Everything takes lots of steps
I find it interesting that the work I do now, a combination of coaching and teaching on Outschool, all online, involves an unending multiplicity of small and large tasks, and yet they don’t irritate me the way tasks at other jobs used to.
For example, I recently started making YouTube videos that I hope will spread autism-positive messages and offer some practical reframing. In the process, I’ve noticed that making a single video includes a surprising number of tiny steps. For example, setting up the film equipment, deciding what to say, filming the video, editing, even just a little bit, uploading it to YouTube, making a cover picture, writing the description, etc., and a bunch more if I hope anyone will ever watch it.
Despite the long list of things to do, I don’t get upset or annoyed by all these little things (mostly).
Sure, there are moments, but in general I’m actually pretty okay with them. This surprises me in some ways, because I used to complain at length to anyone who would listen about all of the crap that I had to do in previous jobs.
Some very good reasons
For the last few years, I’ve mostly chalked that up to the fact that I’m working for myself, in an office that I’ve set up at home to be a sensory refuge, and I’m not subject to a bureaucratic employer anymore.

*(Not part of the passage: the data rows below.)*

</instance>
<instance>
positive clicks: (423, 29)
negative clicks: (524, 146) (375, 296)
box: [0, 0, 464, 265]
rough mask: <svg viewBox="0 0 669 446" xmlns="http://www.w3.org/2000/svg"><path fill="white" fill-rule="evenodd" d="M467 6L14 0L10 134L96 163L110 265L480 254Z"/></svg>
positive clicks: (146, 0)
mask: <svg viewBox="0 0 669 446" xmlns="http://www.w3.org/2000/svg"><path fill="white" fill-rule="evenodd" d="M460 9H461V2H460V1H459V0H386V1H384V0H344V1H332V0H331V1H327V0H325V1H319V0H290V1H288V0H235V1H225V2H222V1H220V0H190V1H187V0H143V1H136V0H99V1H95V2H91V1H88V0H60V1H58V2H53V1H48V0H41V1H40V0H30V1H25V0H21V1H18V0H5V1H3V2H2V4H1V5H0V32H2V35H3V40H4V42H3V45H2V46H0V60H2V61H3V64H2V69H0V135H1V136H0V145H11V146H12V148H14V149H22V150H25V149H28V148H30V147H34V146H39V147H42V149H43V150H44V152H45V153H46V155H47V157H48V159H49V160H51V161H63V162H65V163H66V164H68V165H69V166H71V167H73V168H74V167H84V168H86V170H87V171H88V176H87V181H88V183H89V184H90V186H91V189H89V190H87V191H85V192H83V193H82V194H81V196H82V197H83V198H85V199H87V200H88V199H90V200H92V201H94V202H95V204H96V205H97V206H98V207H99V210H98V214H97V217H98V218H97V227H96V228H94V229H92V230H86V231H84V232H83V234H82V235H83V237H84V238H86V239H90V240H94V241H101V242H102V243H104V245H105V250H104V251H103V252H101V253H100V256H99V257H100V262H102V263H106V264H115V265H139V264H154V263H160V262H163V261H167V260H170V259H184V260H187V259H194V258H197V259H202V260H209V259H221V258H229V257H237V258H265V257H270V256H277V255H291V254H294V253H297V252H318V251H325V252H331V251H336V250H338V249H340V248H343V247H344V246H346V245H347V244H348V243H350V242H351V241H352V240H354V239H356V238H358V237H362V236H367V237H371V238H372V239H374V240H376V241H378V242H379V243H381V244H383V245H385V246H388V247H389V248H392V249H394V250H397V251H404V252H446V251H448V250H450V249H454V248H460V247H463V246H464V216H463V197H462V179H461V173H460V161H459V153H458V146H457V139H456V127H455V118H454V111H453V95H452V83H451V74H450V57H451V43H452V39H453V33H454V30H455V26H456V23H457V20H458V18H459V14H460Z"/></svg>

Those are major improvements, and I cannot possibly overstate how big of a deal it is that my sensory system is happy 90% of the time, rather than struggling to cope 90% of the time. How much working for myself is preferable to working for someone else, even when I liked the job or the employer, because I get to choose what I’m working on, and when, and how, and therefore not overtaxing my system. And that even when there are tasks involved that I don’t care for, at least I chose the project and am invested in the outcome.
Those are all significant reasons why my complaining has gone down, and here’s another one that I hadn’t considered until today.
When a task doesn’t have a reason
Each of those tiny steps that I do, on a daily and weekly basis, are things that I actually see a purpose to.
There’s a reason for them that is clear and I can see the results of doing or not doing a particular task.
When I taught in the public school system, just to give a contrasting example, there were a lot of things that I was required to do that had no clear purpose and for which I never saw any outcome when I did them.
When I asked about the reason for a lot of things, the answer I often got was that it was required to prove we had done it, or the meetings were to prove that we were making an effort, despite there being no tangible outcome, to protect the school in case of a lawsuit. In other cases it was because some administrator had the brilliant idea that all teachers would benefit from X or Y, and therefore we had to do X or Y all year long, or that we should take on extra projects to show community involvement, or potlucks outside of school hours to build team spirit, or whatever.
There were a lot of things that I simply didn’t see the point in, and even when pressed, other people often could not give me a decent reason as to why they were worthwhile. A lot of it was paperwork for the sake of record keeping.
There were also a number of rules that I could imagine came out of a situation in which having had that rule would have spared someone some grief. However, a unique case was generalized so that everyone thereafter had to follow this new protocol to avoid that wildly improbable thing from ever happening again, rather than allowing the flexibility of using common sense on a case by case basis. This partially springs from the belief that standardizing the rules for everyone is more fair. (It isn’t, but that’s a different topic.)
A lot of those nonsensical tasks took time away from doing something that I did see a clear reason for; namely, teaching. The part of my job that earned its title.
And frankly, is it at all unreasonable to complain about being made to waste so much effort on entirely pointless activity?
My new reason
Thanks to Outschool, I’ve been teaching again, and yes, I am again contacting parents, scheduling classes, planning lessons, and doing all of the many little things that are involved in teaching people you care about.
Yet all of the things I do now, all of those many little tasks, are things that I see have an actual effect and therefore I don’t mind doing them. (Especially in a place that does not overwhelm my senses and at times that I have the energy and ability to do them.)
At the high school where I used to teach, a student once came up to me out of the blue and said thank you, “because you always tell us why when you tell us to do something.” Several other students nodded their agreement. It surprised me that this was unusual enough to thank someone for. To me, it just made sense. Because that’s what I like. I like to know why I’m doing something and to know that there will be a real world outcome. I guess I’m not alone in that.
Now when I’m faced with a task that doesn’t have a clear purpose, I simply don’t do it. And so far nothing has exploded, no one has died, no one has even gotten mad at me, and in fact, there have really been no repercussions at all. So clearly, those things did not need to be done.
It has taken me a long time to get to the point where I can give myself permission not to do things that a part of me thinks that I have to do (but it’s so much nicer inside my head now). I’m also probably easier to live with now that I’m not complaining very much.